Au cœur du sommet, les jeunes eux-mêmes revendiquent leur place. « Le SFA crée un espace sécurisé où les filles peuvent s’exprimer librement et agir ensemble pour l’égalité », témoigne Samira, 14 ans, co-organisatrice. Une vision partagée par Reine Céline, 17 ans, venue de Guinée : « L’égalité ne peut pas se construire sans les garçons… le changement durable vient de la collaboration ».

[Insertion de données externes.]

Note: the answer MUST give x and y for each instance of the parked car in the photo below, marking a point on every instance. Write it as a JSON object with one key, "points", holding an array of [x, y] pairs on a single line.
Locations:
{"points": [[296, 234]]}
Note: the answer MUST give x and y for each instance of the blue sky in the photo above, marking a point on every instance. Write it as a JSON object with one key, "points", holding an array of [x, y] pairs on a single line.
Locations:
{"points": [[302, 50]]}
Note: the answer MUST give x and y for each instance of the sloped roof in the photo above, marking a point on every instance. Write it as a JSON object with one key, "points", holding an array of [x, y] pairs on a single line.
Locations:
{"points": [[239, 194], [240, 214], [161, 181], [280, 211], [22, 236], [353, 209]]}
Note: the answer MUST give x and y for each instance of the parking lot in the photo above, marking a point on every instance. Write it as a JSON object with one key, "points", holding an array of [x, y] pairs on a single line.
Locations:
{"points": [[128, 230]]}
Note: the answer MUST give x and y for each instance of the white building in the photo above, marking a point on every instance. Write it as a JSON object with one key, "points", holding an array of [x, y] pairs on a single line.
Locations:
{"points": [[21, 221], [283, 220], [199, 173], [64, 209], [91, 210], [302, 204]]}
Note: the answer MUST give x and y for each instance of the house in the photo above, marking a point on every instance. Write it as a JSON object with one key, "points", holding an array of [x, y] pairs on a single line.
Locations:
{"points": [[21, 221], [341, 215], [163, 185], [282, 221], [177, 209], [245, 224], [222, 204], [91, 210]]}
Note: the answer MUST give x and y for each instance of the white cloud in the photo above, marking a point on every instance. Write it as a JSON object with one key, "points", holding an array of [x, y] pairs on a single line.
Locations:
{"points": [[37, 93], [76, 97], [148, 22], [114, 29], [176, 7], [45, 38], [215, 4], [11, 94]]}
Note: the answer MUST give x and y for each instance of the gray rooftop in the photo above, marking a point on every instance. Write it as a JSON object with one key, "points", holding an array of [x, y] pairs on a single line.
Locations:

Justement, l’implication des garçons constitue l’un des axes majeurs de cette édition. Les discussions sur les masculinités positives visent à encourager leur rôle d’alliés. « Le sommet m’a appris à remettre en question les normes sociales néfastes et à défendre les droits des filles », confie William, 21 ans, co-organisateur sierra-léonais.

Placée sous le thème « Nos voix comptent », cette édition s’articule autour de quatre priorités : leadership et résilience, innovation pour l’égalité, santé sexuelle et reproductive, et dialogue intergénérationnel avec les décideurs. Elle débouchera sur un plan d’action 2026-2028 porté par les jeunes eux-mêmes.

Au-delà de l’événement, le SFA s’impose progressivement comme un véritable mouvement continental. « Notre ambition est d’en faire un mouvement panafricain porté par les jeunes pour défier les normes néfastes et promouvoir l’égalité », souligne Amé Atsu David, responsable régionale Afrique du GFC.

Dans un contexte marqué par le recul des financements et des droits des femmes, ce sommet apparaît ainsi comme un espace stratégique d’expression, de formation et d’engagement. Une certitude s’impose : en Afrique, une nouvelle génération est déjà à l’œuvre pour transformer durablement les sociétés.